Link to audio file in one of these formats: flac, mp3, mp4, mpeg, mpga, m4a, ogg, wav, or webm. Support for hosted files is limited to 100MB. Cannot be used together with file. Note: deepgram/nova-3 only supports mp3 and wav formats.

Example:

"https://example.com/file.mp3"

response_format
enum<string>
default:json

The format of the transcript output. Use verbose_json to take advantage of timestamps.

Available options:
json,
verbose_json
Example:

"json"

timestamp_granularities[]
enum<string>

The timestamp granularities to populate for this transcription. response_format must be set verbose_json to use timestamp granularities. Currently segment is supported.

Available options:
segment
Example:

"segment"

language
string

The language of the audio to be transcribed.

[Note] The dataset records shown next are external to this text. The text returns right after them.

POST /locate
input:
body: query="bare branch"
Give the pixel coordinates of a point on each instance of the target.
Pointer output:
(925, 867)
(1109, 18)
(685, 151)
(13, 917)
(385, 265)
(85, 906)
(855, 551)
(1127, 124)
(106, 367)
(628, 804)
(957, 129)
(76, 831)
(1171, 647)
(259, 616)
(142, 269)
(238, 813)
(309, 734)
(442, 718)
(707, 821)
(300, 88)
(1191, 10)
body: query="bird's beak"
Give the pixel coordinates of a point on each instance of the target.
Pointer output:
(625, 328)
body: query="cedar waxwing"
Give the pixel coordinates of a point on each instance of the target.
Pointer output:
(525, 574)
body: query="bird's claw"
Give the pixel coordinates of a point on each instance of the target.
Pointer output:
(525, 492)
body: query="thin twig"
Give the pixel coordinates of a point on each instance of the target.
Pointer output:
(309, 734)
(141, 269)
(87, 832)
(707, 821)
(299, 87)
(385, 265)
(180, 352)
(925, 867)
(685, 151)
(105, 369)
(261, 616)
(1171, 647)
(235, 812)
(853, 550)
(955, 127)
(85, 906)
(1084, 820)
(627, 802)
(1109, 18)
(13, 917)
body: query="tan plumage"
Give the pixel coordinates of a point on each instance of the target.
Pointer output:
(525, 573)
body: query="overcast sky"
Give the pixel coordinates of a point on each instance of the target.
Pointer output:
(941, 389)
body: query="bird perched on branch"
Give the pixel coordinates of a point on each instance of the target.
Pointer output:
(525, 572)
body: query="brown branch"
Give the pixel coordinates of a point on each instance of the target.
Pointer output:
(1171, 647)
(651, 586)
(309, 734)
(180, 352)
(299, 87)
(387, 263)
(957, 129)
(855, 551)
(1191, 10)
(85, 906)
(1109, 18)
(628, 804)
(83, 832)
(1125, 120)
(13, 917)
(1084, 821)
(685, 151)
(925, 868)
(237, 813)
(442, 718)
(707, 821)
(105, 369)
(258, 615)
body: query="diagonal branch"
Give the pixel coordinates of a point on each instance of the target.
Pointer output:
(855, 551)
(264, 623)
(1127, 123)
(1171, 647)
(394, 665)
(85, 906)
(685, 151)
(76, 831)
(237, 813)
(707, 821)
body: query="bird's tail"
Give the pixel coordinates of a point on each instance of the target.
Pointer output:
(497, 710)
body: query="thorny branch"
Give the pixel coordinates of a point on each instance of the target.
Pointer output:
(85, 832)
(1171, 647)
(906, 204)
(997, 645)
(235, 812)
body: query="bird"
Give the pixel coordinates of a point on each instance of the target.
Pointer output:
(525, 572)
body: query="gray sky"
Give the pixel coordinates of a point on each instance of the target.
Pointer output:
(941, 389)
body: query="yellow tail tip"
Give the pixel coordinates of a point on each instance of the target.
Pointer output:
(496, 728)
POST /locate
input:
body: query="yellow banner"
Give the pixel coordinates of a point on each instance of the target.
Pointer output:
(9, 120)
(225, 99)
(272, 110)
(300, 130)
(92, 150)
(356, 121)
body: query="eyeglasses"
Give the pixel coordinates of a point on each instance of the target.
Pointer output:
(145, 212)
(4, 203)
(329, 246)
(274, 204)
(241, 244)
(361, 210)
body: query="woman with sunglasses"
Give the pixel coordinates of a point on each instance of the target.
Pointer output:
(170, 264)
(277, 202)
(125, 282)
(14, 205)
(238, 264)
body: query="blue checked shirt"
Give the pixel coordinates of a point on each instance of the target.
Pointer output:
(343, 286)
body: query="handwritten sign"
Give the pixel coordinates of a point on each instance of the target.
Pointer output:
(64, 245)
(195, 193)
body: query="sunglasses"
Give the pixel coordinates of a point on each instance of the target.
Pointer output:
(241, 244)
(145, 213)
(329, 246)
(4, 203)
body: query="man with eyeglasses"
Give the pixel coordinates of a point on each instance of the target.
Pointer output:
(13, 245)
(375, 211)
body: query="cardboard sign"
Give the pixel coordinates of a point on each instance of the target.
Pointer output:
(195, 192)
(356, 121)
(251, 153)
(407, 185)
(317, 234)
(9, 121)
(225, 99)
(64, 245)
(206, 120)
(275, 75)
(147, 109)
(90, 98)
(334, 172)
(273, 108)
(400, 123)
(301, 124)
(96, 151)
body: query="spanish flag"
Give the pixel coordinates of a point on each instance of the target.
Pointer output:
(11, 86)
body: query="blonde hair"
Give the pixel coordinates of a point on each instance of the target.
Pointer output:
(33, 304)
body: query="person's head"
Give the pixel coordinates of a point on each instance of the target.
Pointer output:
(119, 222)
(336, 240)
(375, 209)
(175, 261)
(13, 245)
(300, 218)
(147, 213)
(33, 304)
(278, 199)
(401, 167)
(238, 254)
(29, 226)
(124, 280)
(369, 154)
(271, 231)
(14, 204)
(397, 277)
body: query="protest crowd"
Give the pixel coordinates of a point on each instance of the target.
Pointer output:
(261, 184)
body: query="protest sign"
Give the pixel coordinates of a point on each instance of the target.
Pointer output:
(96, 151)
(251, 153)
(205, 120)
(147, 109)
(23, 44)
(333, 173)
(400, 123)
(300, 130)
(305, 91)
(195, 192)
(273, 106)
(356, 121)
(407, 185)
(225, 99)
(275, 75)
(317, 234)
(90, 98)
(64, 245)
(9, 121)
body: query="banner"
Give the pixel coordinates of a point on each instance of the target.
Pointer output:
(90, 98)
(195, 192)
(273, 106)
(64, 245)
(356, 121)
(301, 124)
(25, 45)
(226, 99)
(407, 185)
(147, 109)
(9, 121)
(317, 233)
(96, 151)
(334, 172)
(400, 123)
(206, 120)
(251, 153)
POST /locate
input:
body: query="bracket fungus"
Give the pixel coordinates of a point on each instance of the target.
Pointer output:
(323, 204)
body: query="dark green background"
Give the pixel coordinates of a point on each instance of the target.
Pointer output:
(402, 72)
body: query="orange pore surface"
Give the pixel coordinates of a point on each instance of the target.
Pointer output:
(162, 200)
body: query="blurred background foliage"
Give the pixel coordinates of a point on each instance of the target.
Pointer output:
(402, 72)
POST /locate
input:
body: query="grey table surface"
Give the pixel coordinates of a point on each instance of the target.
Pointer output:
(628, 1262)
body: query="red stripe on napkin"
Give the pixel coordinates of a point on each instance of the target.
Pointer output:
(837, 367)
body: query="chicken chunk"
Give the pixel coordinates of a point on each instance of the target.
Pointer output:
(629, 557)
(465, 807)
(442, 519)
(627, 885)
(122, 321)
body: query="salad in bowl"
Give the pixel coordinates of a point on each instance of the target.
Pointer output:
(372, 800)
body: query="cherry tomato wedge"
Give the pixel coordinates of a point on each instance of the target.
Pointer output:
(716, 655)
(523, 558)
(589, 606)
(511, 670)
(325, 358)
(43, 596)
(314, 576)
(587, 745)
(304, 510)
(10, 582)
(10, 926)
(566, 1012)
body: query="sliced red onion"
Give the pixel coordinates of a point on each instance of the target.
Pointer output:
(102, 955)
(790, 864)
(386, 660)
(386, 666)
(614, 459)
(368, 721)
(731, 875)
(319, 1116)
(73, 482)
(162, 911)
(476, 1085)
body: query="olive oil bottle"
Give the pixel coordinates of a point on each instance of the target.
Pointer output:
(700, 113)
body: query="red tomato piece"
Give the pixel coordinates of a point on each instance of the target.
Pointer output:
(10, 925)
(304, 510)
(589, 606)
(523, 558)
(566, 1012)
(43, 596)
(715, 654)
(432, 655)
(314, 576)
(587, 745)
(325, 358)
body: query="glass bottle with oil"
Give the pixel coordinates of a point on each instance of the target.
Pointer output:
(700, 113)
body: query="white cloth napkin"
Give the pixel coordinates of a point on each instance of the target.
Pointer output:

For deepgram/nova-3, only English variants are supported: en, en-US, en-GB, en-AU, en-NZ, en-IN. For openai/whisper-large-v3-turbo, supports multiple languages. distil-whisper/distil-large-v2 does not support language parameter.

Example:

"en-US"

model_config
object

Additional model-specific configuration parameters. Only allowed with deepgram/nova-3 model. Can include Deepgram-specific options such as smart_format, punctuate, diarize, utterance, numerals, and language. If language is provided both as a top-level parameter and in model_config, the top-level parameter takes precedence.

Example:
{ "smart_format": true, "punctuate": true }

Response

Successful Response

text
string
required

The transcribed text for the audio file.

duration
number

The duration of the audio file in seconds. This is only included if response_format is set to verbose_json.

segments
object[]

Segments of the transcribed text and their corresponding details. This is only included if response_format is set to verbose_json.